Hipblaslt build Guide on Windows - likelovewant/ROCmLibs-for-gfx1103-AMD780M-APU GitHub Wiki
This guide walks you through building HIPBLASLT for ROCm on Windows. If you already have the libraries, you can skip this section!
1,
git clone --branch windows_gfx1201 https://github.com/ROCm/hipBLASLt/commits/windows_gfx1201/
cd hiplbaslt
git checkout commit d9083e69fdaa01326b7b901511ee6770971f921a
Note: the build steps are based on this commit .and the update maybreak this , you may adjust it as necessary.
2, run
python rdeps.py
3, run
python rmake.py -a "gfx1100" --msgpack
After done Locate your Compiled Files:
hipblaslt.dll: Located in C:\ROCM\hipBLASLt\build\release\staging\ (or a similar path based on your build location). Tensile data files: Found within C:\ROCM\hipBLASLt\build\release\Tensile\library\ (adjust the path if needed).
1, one bugs need to fix . edit hipBLASLt\library\src\amd_detail\rocblaslt\src\kernels\compile_code_object.sh
, line 40 ,from$clang_path
to "$clang_path"
2, what if you arch not in support lists . For example gfx1103
simply serach gfx1100
in the entire folder hipblaslt ,include the tensilelite
directory , add the info gfx1103
in similiar sturcture in gfx1103
Mainly change , the files lists below
hipBLASLt\library\src\amd_detail\rocblaslt\src\tensile_host.cpp
cmakelists.txt
hipBLASLt\tensilelite\Tensile\Common.py
tensilelite\Tensile\Ops\AMaxGenerator.py
hipBLASLt\tensilelite\Tensile\Ops\LayerNormGenerator.py
hipBLASLt\tensilelite\Tensile\Source\CMakeLists.txt
hipBLASLt\tensilelite\Tensile\Source\memory_gfx.h
hipBLASLt\tensilelite\Tensile\Source\lib\include\Tensile\AMDGPU.hpp
hipBLASLt\tensilelite\Tensile\Source\lib\include\Tensile\PlaceholderLibrary.hpp
hipBLASLt\tensilelite\Tensile\Source\lib\include\Tensile\Serialization\Predicates.hpp
hipBLASLt\tensilelite\Tensile\Source\lib\source\ocl\OclUtils.cpp
hipBLASLt\tensilelite\Tensile\Utilities\tensile_generator\tensile_config_generator.py
3, get the logic in hipBLASLt\library\src\amd_detail\rocblaslt\src\Tensile\Logic\asm_full\
for your targe arch .
Here's a step-by-step guide:
Choose Your Architecture:
Select an existing architecture folder within hipBLASLt\library\src\amd_detail\rocblaslt\src\Tensile\Logic\asm_full\
(e.g., navi31). This will serve as a template for your new architecture.

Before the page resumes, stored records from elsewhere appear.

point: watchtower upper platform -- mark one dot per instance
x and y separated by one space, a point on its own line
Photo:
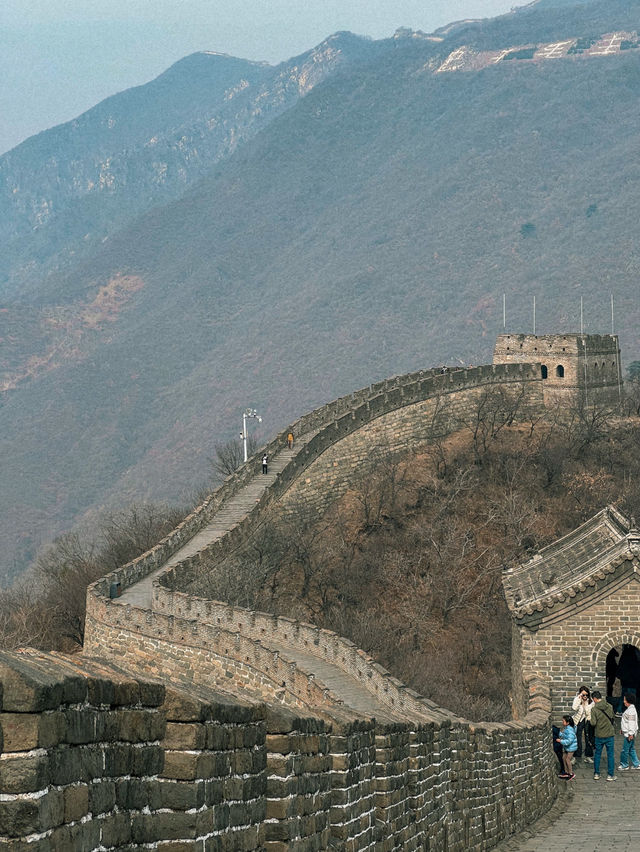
575 368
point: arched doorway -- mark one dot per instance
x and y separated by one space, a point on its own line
617 663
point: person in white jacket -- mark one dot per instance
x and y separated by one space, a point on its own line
582 706
629 730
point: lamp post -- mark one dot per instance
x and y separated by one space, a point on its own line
248 412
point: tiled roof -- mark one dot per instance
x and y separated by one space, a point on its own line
572 564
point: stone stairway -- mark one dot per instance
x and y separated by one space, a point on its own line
355 696
140 594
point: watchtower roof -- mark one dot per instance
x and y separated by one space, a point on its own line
571 564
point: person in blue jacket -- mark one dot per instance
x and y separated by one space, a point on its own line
569 745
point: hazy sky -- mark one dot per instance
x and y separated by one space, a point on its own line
60 57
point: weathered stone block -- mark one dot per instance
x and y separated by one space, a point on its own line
181 735
24 773
76 802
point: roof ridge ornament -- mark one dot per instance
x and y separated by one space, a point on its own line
633 536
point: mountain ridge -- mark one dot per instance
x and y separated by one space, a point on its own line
368 230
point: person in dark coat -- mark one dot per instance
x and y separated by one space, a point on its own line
628 669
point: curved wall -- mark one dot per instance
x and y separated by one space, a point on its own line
426 780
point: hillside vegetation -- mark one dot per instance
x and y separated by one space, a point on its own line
408 564
369 229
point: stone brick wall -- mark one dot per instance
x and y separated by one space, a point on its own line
590 364
331 780
77 753
95 758
406 416
245 628
572 651
320 430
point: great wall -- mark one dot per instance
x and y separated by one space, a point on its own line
190 724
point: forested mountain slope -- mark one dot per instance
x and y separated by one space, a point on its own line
368 230
63 190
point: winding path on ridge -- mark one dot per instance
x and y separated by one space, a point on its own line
356 697
589 816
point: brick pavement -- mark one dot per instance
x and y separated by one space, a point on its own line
589 816
140 593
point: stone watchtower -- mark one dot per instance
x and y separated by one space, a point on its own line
571 604
575 368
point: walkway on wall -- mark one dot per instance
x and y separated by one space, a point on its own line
596 816
354 695
140 594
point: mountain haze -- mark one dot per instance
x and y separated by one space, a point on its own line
64 190
370 228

Create a new folder with the name of your target architecture (e.g., navi3x
).
Copy Files:
Copy all the files from your chosen template folder into your new architecture folder. Modify Files:
Open the copied files in a code editor (like VS Code or Visual Studio).
Search for instances of navi31 and replace them with navi3x.
Update any gfx1100
references to gfx113x
(or your target GPU's identifier).
Find lines containing ISA: [11, 0, 0]
and replace them with ISA: [11, 0, x]
. (Remember to adjust the ISA code according to your GPU)
"Rename all files within the new folder to reflect your architecture name (e.g., change 'navi31' to 'navi3x'). You can use a file renaming tool like 'File Rename APP', a free application available in the Windows Store, for this task."
after that , you may edit navi3x
into hipBLASLt\tensilelite\Tensile\Common.py
with your target arche gfx110x
also (11, 0, x) into globalParameters["SupportedISA"]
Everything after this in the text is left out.